Well, of course I'm not outraged. Firstly, I'm not a boomer. Secondly, I was raised on fanfiction - playing around with canonical works is my bread and butter. This remixed classics collection aims to give marginalised writers a voice, and of all the remixed titles, this is the one I was keenest to read. 

But still... when I picked up Into the Bright Open [Cherie Dimaline] I was expecting a fairly by-the-numbers YA. I was not expecting to be moved in a way I can barely describe. 

The story is pretty much in line with the familiar one. Mary (a teenager rather than a child) is orphaned and she is sent to her uncle's house in a remote part of Canada. There she befriends the maid and the maid's younger sister, who spends all her time in the wilderness. She discovers she has a cousin, who is hidden away in the house due to her poor health. Then she stumbles upon a secret garden and blossoms under this new life.
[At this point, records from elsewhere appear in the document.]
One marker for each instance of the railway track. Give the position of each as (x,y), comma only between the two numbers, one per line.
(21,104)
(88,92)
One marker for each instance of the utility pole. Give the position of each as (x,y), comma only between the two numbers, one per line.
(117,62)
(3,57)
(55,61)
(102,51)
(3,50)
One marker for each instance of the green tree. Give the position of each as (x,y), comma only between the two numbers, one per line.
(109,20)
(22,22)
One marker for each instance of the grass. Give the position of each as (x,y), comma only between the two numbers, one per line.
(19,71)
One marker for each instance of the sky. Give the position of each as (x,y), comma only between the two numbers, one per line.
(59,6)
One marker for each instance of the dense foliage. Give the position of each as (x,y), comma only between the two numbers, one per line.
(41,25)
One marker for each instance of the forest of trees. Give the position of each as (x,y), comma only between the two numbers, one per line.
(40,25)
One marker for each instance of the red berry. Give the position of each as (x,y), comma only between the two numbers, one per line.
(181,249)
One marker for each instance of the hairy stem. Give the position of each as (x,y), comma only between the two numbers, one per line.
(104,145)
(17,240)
There are plenty of changes here. The 'Dickon' of this story is an indigenous - one who questions gender concepts. Mary is enchanted before they even meet and they fall into a tender first romance together with beautiful ease. Olive, Mary's cousin, is much sweeter than Colin, her counterpart, and her illness is much more mysterious. Their friendship is immediate and one of the driving forces of the book. 
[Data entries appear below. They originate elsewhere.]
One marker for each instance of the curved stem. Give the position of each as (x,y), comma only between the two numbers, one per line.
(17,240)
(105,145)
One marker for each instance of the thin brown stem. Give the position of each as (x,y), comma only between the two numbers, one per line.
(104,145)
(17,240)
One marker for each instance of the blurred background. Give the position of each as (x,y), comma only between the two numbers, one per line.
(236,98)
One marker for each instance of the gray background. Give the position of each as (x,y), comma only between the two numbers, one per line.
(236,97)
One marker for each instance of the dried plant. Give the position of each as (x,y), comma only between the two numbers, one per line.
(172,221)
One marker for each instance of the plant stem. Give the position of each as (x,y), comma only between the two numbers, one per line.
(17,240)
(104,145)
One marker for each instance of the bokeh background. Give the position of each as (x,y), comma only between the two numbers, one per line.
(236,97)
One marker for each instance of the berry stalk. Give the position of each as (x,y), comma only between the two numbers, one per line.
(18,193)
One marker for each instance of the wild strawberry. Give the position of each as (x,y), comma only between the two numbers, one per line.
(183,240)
The biggest change is the introduction of a 'wicked stepmother', for Mary's never-present uncle has left the care of his child in his new wife's hands. She is an almost comical example of the genre; snobbish, cruel, racist and ultimately violent - and her control over the house is absolute. Yet she works because Mary, a famously stubborn character, truly has something to fight her for: the protection of her new found family. It was so tense that at one moment I literally wailed 'oh my god!!' out loud. 

If the book has a fault - and I'm not prepared to admit it does - it's that the garden itself is overshadowed by the setting. Mary is older and can travel further into the wilderness in ways the original Mary could not - so the garden isn't quite the escape it might have been. However, the author does use medicinal plants (not that kind) grown in the garden to great effect. 

Weeks after finishing this novel, a sort of softness blooms inside of me whenever I think of it. Ultimately it achieves the aim of this collection by introducing me to a new author. Having looked at their other work, I think I'd have overlooked them previously: now I am absolutely reading more.